In un mondo popolato da animali antropomorfi, BoJack ha grandi piani per il suo ritorno sotto i riflettori e la stesura di una biografia, ma è spesso sopraffatto dalla frustrazione, dal disgusto per se stesso, dalla solitudine, dalle insicurezze e dal disperato bisogno di approvazione, tra i motivi per cui spesso alza troppo il gomito.

Tra momenti di puro nichilismo e altri di slancio vitale, BoJackHorseman mette in scena un vastissimo campionario dei peggiori comportamenti umani. Tutte le cadute e tutti i danni che BoJack fa, a sé come a chi gli vuol bene, sono tutti imputabili a egli stesso, al suo orgoglio, alle sue paure e alla non coscienza di ciò che vorrebbe nella sua vita.

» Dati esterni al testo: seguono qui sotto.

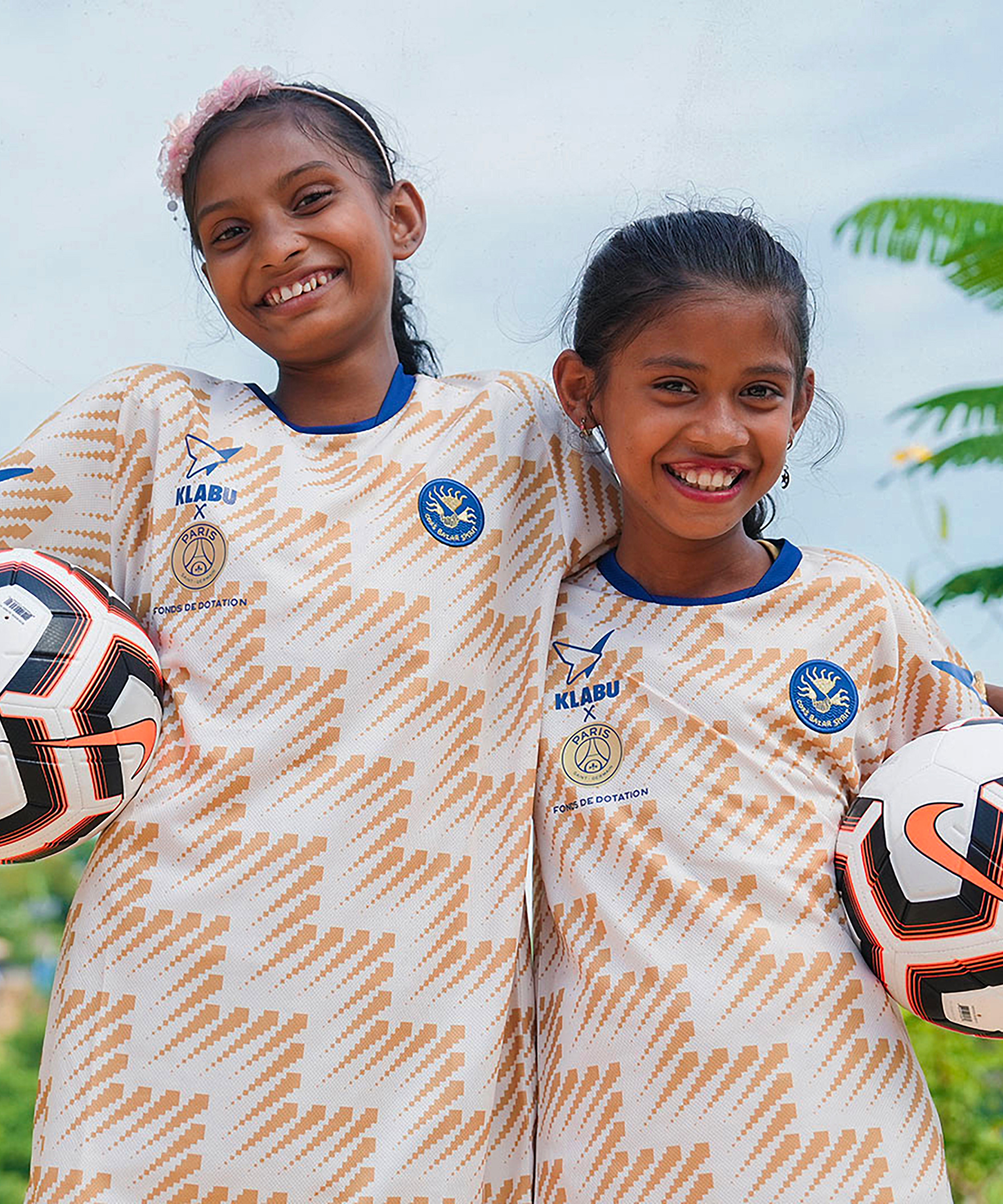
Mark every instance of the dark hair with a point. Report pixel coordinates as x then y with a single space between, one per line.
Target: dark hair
658 262
321 120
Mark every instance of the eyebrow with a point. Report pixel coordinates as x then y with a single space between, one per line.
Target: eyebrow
681 362
282 182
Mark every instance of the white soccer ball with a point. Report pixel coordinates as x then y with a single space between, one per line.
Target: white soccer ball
80 708
919 864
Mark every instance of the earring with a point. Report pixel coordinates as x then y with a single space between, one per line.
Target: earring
591 436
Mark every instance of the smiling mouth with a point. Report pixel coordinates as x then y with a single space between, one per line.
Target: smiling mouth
311 283
707 481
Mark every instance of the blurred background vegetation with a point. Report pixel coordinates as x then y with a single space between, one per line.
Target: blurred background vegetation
964 241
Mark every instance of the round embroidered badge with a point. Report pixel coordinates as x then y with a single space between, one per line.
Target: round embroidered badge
824 696
199 555
592 755
451 512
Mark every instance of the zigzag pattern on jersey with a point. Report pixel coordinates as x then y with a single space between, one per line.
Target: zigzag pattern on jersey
576 476
652 1178
51 1186
603 1169
29 502
512 1121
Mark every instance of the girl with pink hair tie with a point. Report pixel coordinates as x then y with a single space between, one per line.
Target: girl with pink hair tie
296 968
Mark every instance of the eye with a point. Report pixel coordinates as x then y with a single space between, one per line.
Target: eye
763 392
313 198
674 384
228 234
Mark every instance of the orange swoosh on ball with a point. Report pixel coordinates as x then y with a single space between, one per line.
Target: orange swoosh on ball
141 732
924 836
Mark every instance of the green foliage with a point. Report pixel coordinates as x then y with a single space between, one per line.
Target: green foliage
962 454
37 897
20 1056
985 584
964 238
966 1080
975 407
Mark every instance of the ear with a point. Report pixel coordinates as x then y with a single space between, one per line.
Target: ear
802 403
576 387
407 220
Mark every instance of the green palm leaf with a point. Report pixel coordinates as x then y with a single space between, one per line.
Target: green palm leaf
985 583
962 454
964 238
976 407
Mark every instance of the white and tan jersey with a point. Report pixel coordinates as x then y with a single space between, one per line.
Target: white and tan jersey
287 974
709 1031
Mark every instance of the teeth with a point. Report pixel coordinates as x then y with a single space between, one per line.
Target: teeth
704 478
276 297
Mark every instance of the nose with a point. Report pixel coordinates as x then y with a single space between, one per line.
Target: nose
278 241
717 425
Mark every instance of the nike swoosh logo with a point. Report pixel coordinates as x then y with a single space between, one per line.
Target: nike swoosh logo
923 835
141 732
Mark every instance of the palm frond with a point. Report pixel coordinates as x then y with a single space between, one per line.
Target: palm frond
982 406
977 269
965 238
984 583
962 454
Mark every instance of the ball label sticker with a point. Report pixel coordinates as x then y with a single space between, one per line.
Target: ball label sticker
592 755
199 555
824 696
451 512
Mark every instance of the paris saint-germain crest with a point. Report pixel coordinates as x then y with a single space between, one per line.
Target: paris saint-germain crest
451 512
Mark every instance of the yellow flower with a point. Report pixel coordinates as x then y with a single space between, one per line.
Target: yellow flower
917 453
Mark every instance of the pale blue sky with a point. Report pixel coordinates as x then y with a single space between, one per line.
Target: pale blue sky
530 129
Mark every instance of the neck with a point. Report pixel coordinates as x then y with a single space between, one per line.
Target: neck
670 566
334 393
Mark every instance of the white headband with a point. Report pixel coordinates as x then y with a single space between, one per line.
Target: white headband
351 111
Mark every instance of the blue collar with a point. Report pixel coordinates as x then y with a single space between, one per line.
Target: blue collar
395 400
781 571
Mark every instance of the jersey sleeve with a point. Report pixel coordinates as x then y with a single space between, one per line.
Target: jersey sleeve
588 498
75 487
934 685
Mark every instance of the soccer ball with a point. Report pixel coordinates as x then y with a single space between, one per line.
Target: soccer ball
81 705
919 864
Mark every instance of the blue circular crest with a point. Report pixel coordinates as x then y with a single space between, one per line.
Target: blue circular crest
824 696
451 512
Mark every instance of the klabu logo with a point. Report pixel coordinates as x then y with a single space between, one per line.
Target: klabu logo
581 664
205 458
824 696
976 682
451 512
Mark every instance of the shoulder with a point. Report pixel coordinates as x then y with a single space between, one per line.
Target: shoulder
836 563
854 575
160 383
506 393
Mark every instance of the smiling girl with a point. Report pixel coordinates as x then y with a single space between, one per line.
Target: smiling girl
290 967
707 1029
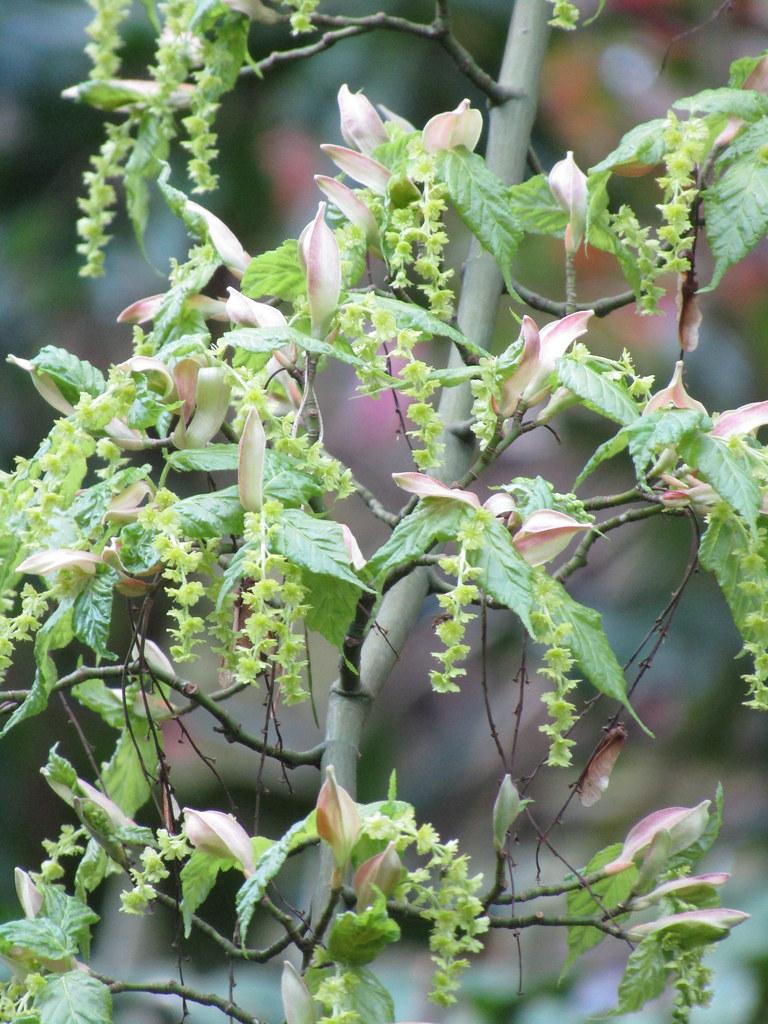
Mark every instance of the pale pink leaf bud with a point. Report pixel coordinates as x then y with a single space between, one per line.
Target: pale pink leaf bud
249 312
460 127
298 1006
232 255
692 928
353 209
320 254
360 125
692 889
428 486
211 403
382 871
251 463
366 170
685 824
506 809
740 421
545 534
45 385
116 817
126 506
568 184
674 394
45 562
219 835
356 558
338 820
29 895
555 339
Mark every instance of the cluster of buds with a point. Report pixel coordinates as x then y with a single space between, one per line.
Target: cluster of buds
542 537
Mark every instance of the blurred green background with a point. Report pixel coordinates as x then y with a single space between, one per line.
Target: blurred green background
596 84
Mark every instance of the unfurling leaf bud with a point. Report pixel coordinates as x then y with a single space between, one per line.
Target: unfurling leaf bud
297 1001
320 255
460 127
220 835
360 125
382 871
251 463
508 805
568 184
338 821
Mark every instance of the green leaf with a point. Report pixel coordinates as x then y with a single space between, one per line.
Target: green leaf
588 643
198 879
597 391
266 339
217 514
74 997
505 576
643 144
744 103
644 977
267 865
71 375
409 315
432 520
356 939
40 937
92 613
736 205
534 209
610 892
727 470
316 545
481 201
275 272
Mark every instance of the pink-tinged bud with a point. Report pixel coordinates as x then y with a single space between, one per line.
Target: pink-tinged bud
596 776
427 486
211 404
502 506
356 558
45 385
320 254
741 421
395 119
568 184
233 256
45 562
360 125
152 367
693 928
154 657
692 889
506 809
525 370
382 871
546 534
248 312
674 394
126 506
298 1006
220 835
251 463
116 817
353 209
684 825
555 339
460 127
366 170
338 821
29 895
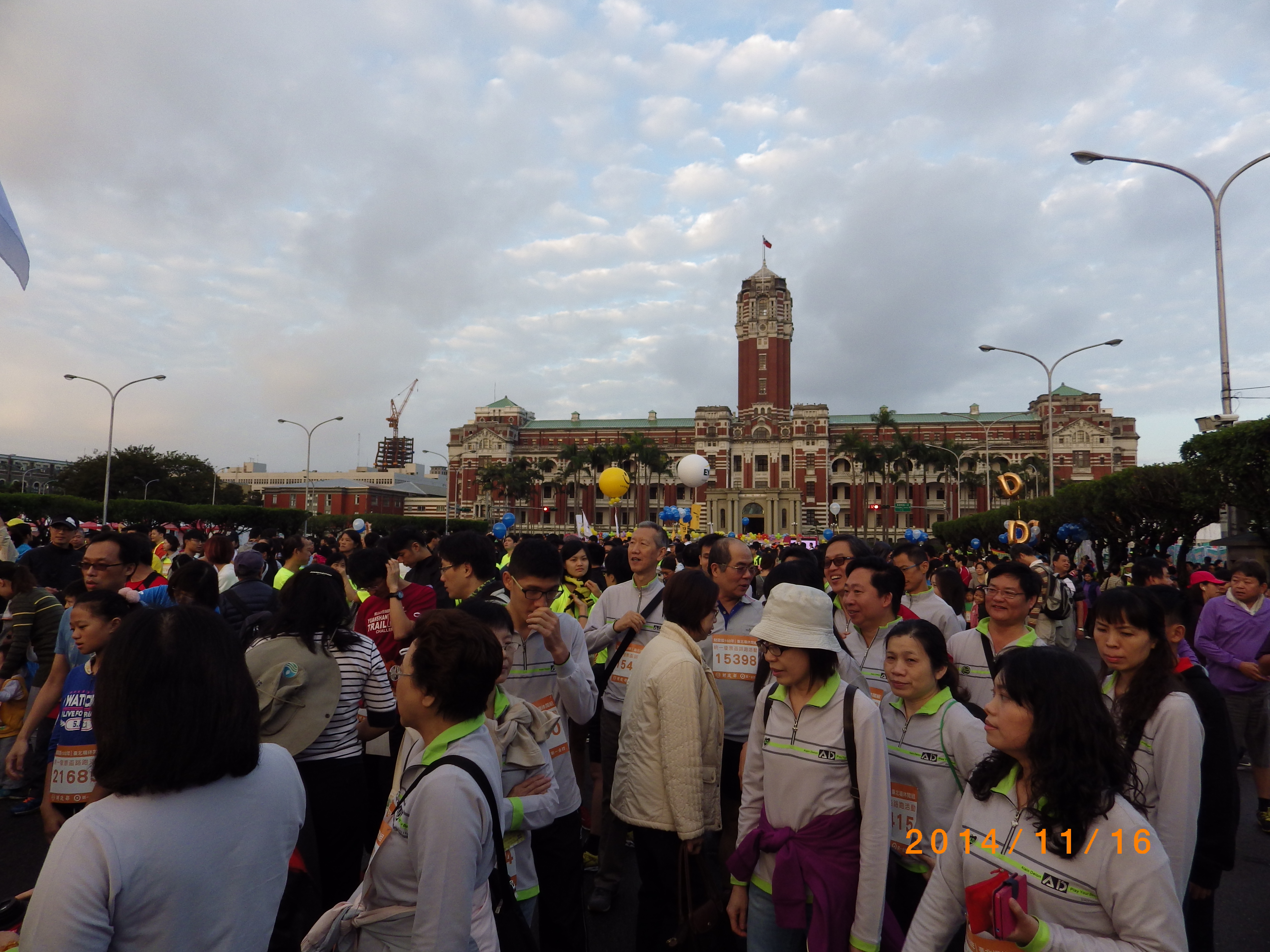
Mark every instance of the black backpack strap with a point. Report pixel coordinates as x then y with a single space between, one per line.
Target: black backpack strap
989 657
849 738
602 681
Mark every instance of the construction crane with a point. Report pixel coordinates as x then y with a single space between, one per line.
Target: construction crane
395 452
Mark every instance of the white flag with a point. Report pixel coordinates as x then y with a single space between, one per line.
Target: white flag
13 251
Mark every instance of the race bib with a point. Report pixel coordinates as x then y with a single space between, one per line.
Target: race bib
559 743
73 779
903 814
736 658
627 664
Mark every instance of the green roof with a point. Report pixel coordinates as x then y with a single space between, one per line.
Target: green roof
638 424
867 419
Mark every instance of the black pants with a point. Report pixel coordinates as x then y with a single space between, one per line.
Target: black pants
558 860
657 853
336 791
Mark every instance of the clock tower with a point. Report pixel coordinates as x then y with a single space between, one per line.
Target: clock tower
765 327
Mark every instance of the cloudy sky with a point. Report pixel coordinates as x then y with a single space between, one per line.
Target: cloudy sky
295 209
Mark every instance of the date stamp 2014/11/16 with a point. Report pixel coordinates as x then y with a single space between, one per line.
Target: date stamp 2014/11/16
939 841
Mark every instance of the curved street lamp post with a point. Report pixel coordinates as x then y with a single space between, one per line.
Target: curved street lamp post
1216 202
110 439
1050 390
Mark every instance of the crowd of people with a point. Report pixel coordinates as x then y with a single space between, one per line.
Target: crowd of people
422 742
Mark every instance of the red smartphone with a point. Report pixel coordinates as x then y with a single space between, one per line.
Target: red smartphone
1003 919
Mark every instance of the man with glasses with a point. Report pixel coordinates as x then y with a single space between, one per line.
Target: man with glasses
550 671
56 565
732 654
621 611
920 596
1013 591
103 568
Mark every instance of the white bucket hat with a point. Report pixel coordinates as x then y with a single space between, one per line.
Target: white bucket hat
798 616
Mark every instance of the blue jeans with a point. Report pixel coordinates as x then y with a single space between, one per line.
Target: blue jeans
763 932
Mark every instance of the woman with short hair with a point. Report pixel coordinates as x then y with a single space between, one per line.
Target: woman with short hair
190 850
1047 805
666 784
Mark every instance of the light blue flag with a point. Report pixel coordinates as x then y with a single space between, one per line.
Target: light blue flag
13 251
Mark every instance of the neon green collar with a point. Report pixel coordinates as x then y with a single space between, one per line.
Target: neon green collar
437 748
931 706
820 699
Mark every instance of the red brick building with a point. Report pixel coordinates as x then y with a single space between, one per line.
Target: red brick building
338 498
779 464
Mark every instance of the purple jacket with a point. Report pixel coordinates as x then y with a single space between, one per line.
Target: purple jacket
1227 635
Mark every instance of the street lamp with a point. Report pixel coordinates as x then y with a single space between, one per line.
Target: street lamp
1216 202
987 452
448 484
1050 389
110 439
309 433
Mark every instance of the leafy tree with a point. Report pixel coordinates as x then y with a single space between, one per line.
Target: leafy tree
1239 460
173 478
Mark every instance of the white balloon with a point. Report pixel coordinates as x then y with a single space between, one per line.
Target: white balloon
694 470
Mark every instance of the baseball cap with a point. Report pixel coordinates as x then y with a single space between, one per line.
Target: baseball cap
249 560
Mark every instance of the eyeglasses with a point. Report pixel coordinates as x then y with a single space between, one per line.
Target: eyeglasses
98 567
535 594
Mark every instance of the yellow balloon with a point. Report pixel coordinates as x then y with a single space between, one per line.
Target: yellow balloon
614 483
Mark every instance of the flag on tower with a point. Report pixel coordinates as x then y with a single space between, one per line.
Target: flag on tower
13 251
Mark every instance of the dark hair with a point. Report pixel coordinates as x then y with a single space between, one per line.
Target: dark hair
937 652
219 550
174 706
571 548
456 661
313 604
689 598
1077 763
18 575
199 579
1155 680
1252 568
472 549
618 565
492 615
106 605
1028 581
121 541
1148 568
884 578
535 559
951 588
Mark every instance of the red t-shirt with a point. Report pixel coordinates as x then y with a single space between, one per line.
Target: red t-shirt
375 623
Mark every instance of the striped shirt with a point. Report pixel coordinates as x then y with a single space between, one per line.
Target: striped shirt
362 678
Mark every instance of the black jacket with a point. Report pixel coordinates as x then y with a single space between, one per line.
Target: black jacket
54 568
246 600
1220 786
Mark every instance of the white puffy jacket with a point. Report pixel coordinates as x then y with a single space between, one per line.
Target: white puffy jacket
671 747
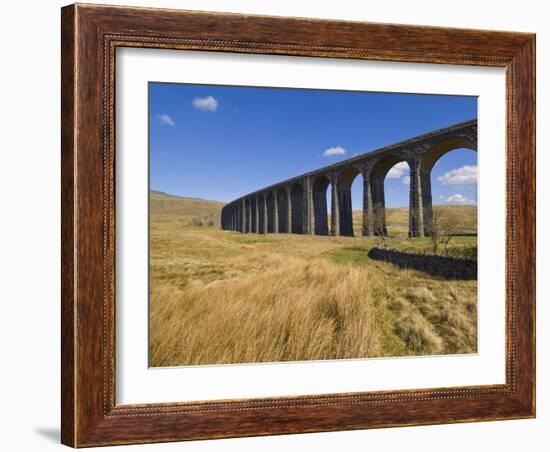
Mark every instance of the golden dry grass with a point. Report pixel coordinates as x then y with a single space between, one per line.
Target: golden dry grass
222 297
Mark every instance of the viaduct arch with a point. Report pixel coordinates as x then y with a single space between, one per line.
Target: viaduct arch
298 205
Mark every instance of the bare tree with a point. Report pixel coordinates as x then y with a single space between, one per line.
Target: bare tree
443 230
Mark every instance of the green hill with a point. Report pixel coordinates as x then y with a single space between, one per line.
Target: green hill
397 219
187 209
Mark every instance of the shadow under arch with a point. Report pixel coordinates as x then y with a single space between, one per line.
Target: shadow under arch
297 208
378 176
270 210
345 207
282 207
427 163
320 210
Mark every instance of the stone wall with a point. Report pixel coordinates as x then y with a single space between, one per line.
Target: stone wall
446 267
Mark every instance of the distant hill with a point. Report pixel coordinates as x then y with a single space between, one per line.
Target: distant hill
190 209
397 219
195 210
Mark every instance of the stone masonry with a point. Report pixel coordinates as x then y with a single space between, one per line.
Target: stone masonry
298 205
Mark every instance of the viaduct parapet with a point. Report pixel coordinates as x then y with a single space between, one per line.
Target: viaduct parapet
298 205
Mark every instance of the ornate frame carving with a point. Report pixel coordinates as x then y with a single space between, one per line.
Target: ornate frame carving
90 36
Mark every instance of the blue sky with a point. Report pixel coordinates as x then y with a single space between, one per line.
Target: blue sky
221 142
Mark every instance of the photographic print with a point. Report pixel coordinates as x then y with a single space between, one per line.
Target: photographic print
294 224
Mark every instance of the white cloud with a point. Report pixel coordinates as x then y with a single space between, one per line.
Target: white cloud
208 103
459 199
166 120
466 175
334 150
398 170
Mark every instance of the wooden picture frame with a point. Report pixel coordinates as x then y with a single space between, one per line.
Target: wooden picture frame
90 36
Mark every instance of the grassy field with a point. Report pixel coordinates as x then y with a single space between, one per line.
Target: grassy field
224 297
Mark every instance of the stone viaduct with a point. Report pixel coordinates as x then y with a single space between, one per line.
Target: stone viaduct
299 205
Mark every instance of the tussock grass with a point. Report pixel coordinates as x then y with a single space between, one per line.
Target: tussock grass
298 310
220 297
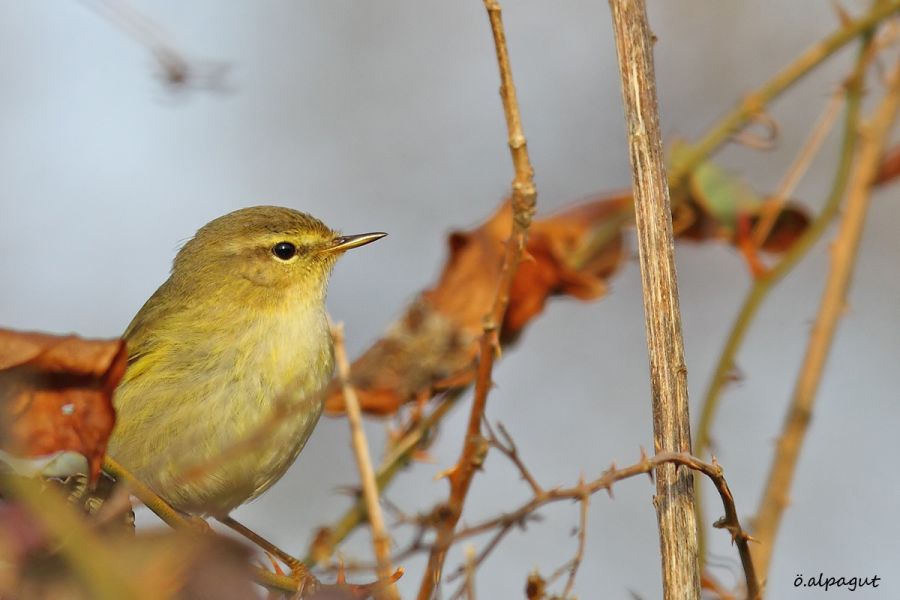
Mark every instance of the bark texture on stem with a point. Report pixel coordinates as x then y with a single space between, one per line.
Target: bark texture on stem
674 499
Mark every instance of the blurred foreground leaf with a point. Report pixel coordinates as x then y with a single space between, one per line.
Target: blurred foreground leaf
56 396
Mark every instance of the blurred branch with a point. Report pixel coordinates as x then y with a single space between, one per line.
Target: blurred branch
774 205
523 206
873 139
502 524
90 558
381 541
853 89
668 375
754 102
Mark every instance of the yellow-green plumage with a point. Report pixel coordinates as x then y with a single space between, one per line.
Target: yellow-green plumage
228 361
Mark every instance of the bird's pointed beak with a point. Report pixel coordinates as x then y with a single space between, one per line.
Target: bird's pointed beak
345 242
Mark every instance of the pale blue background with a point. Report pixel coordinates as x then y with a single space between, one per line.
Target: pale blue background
385 115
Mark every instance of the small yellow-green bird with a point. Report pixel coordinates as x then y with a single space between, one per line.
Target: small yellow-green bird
228 360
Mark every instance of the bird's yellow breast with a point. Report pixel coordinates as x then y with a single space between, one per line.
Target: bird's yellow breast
210 417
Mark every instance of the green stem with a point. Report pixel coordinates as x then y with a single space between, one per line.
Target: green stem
755 101
762 286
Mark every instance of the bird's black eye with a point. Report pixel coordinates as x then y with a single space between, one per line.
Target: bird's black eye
284 250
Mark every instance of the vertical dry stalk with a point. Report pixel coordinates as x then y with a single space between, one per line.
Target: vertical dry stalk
668 375
523 204
873 137
381 541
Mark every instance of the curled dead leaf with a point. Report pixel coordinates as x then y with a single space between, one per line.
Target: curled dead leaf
56 394
433 346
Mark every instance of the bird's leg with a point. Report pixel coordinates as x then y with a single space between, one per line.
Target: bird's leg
299 571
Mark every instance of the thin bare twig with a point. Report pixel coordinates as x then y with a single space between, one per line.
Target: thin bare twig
755 101
873 136
668 374
582 539
798 168
718 134
504 523
523 204
381 541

A partire dalla prima stagione, la sua volontà di tornare sulle scene e quindi essere nuovamente apprezzato si scontra con le sue manie, con il suo scarso talento, con il suo egoismo e con il passato che torna a tormentarlo. BoJackHorseman va avanti approfondendo l’introspezione dei personaggi principali, si fa sempre più profonda e, mentre noi li vediamo perdersi e sbagliare, il nostro riso si fa più amaro. Ci sono situazioni esilaranti, dialoghi ipertrofici, ma quello che via via emerge è il dipanarsi della matassa delle emozioni dei protagonisti, imprigionati in una continua ricerca di sé e di ciò che vogliono davvero. E’ una tragicommedia e BoJack un antieroe degli antieroi, senza nessun pregio tranne, ogni tanto, la vera volontà di riemettere insieme la sua vita ed essere una brava persona. Nella terza stagione, BoJack è candidato ad un Oscar per un ruolo per il quale è stato, in realtà, sostituito da un ologramma, ma soprattutto non sa se il premio sia davvero ciò che desidera o se crede solo di volerlo per sentirsi ancora amato e meno solo. La serie va avanti catapultandoci nella frenetica ricerca di qualcosa per cui valga davvero la pena affannarci, nasconde, dietro un velo di ironia e di divertente sarcasmo, verità e riflessioni molto più importanti e profonde. Le dinamiche socio-psicologiche del protagonista riflettono i problemi dell’uomo nella nostra realtà attuale: solitudine, futilità dei rapporti e depressione.

BoJack è continuamente alla ricerca della felicità, e ogni volta che crede di averla trovata, è più triste di prima, chiedendosi: in un mondo in cui contano solo i soldi, i likes e le comparse in TV, dove e come trovare la vera felicità?